El proyecto europeo Citruspack, financiado por el programa Life de la Comisión Europea y coordinado por el centro tecnológico aragonés Aitiip, cuyo objetivo era la valorización de los subproductos de los cítricos y el apoyo a la implementación de la economía circular, ha logrado desarrollar tres prototipos de bioproductos: una botella de zumo (biobotella), un tarro cosmético (biotarro) y una crema facial hidratante. Estas alternativas sostenibles se han conseguido tras tres años de investigación y desarrollo, en el que se han involucrado varios centros tecnológicos, laboratorios y empresas de hasta cinco países distintos.

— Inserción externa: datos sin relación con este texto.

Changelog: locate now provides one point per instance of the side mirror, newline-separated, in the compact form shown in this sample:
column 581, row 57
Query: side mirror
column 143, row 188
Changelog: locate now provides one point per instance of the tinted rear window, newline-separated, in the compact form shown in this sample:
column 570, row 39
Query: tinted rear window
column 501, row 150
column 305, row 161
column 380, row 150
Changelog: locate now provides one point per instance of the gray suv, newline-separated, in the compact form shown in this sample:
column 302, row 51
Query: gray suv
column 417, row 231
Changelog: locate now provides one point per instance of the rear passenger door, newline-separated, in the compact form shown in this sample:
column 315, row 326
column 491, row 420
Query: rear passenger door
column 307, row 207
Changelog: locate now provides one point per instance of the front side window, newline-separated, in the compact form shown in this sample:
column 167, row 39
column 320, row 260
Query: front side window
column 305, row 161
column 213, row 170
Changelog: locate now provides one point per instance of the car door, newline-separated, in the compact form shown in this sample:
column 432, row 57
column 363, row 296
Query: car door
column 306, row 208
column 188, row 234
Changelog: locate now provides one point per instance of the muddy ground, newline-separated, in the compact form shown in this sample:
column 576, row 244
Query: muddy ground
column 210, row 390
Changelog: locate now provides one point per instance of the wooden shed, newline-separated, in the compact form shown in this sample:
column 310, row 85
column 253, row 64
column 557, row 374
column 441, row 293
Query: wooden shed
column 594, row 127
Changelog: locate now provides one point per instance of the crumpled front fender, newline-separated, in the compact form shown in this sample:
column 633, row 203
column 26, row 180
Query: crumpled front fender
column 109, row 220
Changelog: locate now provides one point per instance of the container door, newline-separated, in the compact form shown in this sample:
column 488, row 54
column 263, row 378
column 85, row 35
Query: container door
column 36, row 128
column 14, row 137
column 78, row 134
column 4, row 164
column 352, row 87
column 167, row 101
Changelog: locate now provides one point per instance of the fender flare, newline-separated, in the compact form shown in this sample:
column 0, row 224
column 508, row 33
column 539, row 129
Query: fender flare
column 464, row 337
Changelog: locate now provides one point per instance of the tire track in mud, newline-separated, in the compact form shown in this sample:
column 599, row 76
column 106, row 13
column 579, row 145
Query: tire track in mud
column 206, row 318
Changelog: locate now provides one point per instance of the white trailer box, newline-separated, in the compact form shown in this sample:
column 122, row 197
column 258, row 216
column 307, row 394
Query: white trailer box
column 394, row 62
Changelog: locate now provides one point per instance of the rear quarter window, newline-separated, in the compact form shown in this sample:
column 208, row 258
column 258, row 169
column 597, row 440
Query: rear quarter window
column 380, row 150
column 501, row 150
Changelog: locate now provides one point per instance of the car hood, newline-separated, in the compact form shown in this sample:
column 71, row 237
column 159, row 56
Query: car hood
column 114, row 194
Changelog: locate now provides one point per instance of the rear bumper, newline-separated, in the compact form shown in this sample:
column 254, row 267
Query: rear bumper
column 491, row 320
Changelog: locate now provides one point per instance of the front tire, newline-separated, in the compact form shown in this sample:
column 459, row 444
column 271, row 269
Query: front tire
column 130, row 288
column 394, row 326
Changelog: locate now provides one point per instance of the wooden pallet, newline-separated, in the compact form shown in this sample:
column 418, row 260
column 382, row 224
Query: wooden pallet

“La cáscara o la pulpa, entre otros residuos, suponen un tercio de las frutas que utilizan en el grupo murciano AMC para elaborar sus zumos. O lo que es lo mismo, esta empresa, que cuenta con una planta piloto para la revalorización de estos residuos, genera alrededor de 100.000 toneladas al año de residuos cítricos”, cuenta Carolina Peñalva, coordinadora del proyecto y responsable de Envase en Aitiip.
“Estos residuos se pueden vender para alimentación animal, pero la humedad de estos junto con los azúcares que contienen hacen que deban ser envasados y transportados en unas condiciones muy específicas para que no se echen a perder”, indica. “Por ese motivo, se buscó esta solución alternativa”.